HomeThe Ocean RaceIn their own words - 11th Hour Racing Team

In their own words – 11th Hour Racing Team

Simon Fisher and Amory Ross share their thoughts on a challenging weekend…


Simon Fisher:

I’ve been telling myself when I get a quiet moment I’ll write something down about the leg so far only to arrive at the end of each watch both busy and exhausted.

It’s a pattern that has repeated itself fairly consistently since we left Cabo Verde and battled our way south to the doldrums. Typically when you think you have arrived at the point of rest something transpires that means you either have to go back to the computer to look at the situation or back on deck to change sails, do a manoeuvre or stack the boat.

By the time I’ve arrived at my bunk each time I’ve been too tired to even reach down to my pocket to retrieve my earphones, not that I’ve needed music to help me to sleep.
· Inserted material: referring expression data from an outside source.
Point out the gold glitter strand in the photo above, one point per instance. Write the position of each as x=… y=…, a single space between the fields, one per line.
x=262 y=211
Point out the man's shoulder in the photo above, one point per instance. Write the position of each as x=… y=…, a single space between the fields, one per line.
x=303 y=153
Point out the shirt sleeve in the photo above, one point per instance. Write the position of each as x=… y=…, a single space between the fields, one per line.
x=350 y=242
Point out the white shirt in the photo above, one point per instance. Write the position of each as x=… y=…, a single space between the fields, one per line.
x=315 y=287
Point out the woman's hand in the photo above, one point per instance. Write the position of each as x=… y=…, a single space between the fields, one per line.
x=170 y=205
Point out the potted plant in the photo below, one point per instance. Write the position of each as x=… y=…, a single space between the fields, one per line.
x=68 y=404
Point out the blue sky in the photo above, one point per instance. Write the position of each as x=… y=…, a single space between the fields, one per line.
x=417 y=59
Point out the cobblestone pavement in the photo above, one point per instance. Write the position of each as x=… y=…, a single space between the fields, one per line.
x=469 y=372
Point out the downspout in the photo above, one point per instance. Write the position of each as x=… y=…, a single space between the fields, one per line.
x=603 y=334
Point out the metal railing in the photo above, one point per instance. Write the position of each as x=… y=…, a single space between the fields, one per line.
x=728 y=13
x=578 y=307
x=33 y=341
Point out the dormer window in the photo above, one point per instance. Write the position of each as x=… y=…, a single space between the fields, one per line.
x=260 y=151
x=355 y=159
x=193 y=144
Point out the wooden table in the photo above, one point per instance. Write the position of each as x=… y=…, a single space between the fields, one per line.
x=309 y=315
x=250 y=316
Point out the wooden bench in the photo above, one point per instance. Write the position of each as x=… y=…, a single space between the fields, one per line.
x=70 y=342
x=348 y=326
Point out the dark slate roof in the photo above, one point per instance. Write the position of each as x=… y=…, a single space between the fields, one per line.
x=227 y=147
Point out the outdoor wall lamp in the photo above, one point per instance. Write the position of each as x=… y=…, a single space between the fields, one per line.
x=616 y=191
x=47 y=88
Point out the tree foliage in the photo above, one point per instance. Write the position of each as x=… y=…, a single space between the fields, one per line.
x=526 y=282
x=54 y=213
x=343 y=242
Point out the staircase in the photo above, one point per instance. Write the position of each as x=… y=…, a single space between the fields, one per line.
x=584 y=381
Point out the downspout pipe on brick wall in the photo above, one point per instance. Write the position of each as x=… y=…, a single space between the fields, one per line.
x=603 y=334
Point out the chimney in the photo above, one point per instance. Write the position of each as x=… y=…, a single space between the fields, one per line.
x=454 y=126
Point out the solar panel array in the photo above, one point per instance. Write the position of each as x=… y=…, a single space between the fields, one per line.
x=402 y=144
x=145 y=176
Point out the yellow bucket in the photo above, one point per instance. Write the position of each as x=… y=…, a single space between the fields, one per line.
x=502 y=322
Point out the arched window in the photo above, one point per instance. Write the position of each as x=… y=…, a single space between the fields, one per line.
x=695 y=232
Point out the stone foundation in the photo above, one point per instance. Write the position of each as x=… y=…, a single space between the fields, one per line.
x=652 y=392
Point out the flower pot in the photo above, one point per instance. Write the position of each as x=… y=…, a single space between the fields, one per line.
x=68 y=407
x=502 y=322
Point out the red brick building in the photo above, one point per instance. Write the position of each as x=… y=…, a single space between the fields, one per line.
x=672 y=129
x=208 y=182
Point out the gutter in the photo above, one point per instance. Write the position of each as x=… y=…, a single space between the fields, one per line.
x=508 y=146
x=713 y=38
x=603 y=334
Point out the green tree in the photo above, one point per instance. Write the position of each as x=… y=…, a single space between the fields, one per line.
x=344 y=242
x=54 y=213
Every bit sleep has been welcomed but punctuated at least hourly by the steady flow of position reports and wind shifts.

That said though it has been fun playing the strategic game as we headed south thorough the trades, it has however felt a little more like snakes and – ladders and less like chess on occasions as gains are quickly won and lost. It now remains to be seen if the work in the trades is cancelled out by the randomness of the doldrums. It has been a unusually tricky doldrums to figure out, there is still no simple and obvious way through short of sailing all the way to the Brazilian coast so it’s going to be interesting to see how the next few days play out as we all aim our bow south and do our best to get through ahead of the next guy.
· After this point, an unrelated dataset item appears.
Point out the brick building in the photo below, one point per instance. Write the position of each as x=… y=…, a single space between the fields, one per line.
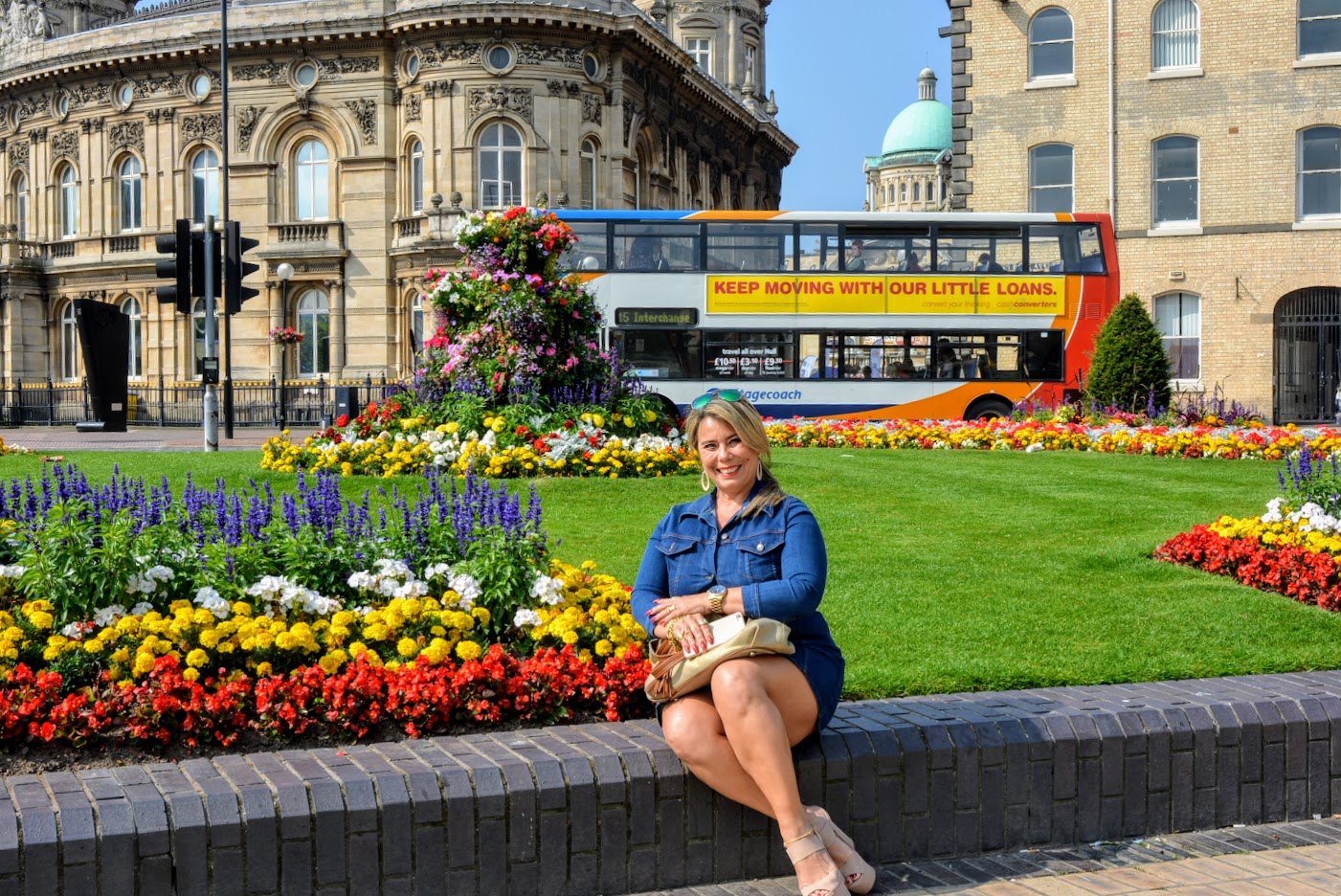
x=355 y=134
x=1211 y=132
So far it has been good fun, an opportunity to study the clouds and follow your gut as opposed to having to think about how we mark our opposition. We are still headed downwind and the wind is almost 180 degrees out from the forecast but progress seems to be good for the time being!

I could just be happy not having to try and think while getting my brains shaken about through fast sailing. In recent days I’ve wondered if I should have been training by taking my computer with my into an industrial washing machine and putting it on spin cycle! Now however I’m enjoying a moment sat on the foredeck in relative calm feeling the wind across the deck having been able to leave the cockpit for pretty much the first time since leaving Alicante.

It’s starting to rain but I really don’t mind. It’s just nice to be outside and the presence of the cloud overhead means there wind pushing us along steadily to the south.

All is good on board as people finally get a chance to catch up on a little sleep and tackle the little jobs that have been outstanding for days. The frenetic pace has definitely slowed a little now that we are in the doldrums but as they say a change is as good as a rest so I think we’ll make the most of it.

Cheers,
Si Fi.

Just in from Amory Ross 1045 UTC Sunday:
The first signs began at 0400UTC, not long before sunrise. First a couple of bizarre, un-forecasted shifts: 20 degree lefties that weren’t supposed to be where they were. Then came the first clouds, and then the first rain. And with that, we said goodbye to the brief time in the NE tradewinds and hello to the Doldrums. Suddenly, sails were slatting and we were going upwind with downwind sails, then upwind with upwind sails, then not much of anywhere with it-didn’t-really-matter!

Without sunlight to see, or it’s heat to energize the cloud engine, nights can be a little catch as catch can. Si Fi didn’t get a lot of rest in the early hours this morning with a transition of his own from studying weather models and gribs to real-time satellite and infrared imagery. We are now in a part of the world where no weather-predicting algorithm works and the only consistency is it’s inconsistency. You have to use your own eyes (or the ones in space) to make the most of the ever changing landscape between us and the SE trades.

Unfortunately that landscape is growing, too. There is a ton of instability to the south, and those southern hemisphere tradewinds we so desperately seek are currently as diminished as the northern trades were when we left Cabo Verde. An ITCZ that a few days ago was looking relatively clean, with clear, narrow convergence lines and defined cloud structure, is now a total mess. This could be a long, difficult few days or more, and the leader could emerge not 60 miles ahead but 600. We’ll just have to do our best to keep getting south and find our own way through the maze. It will be a different path for us all and you can only hope ours is a little easier than the rest!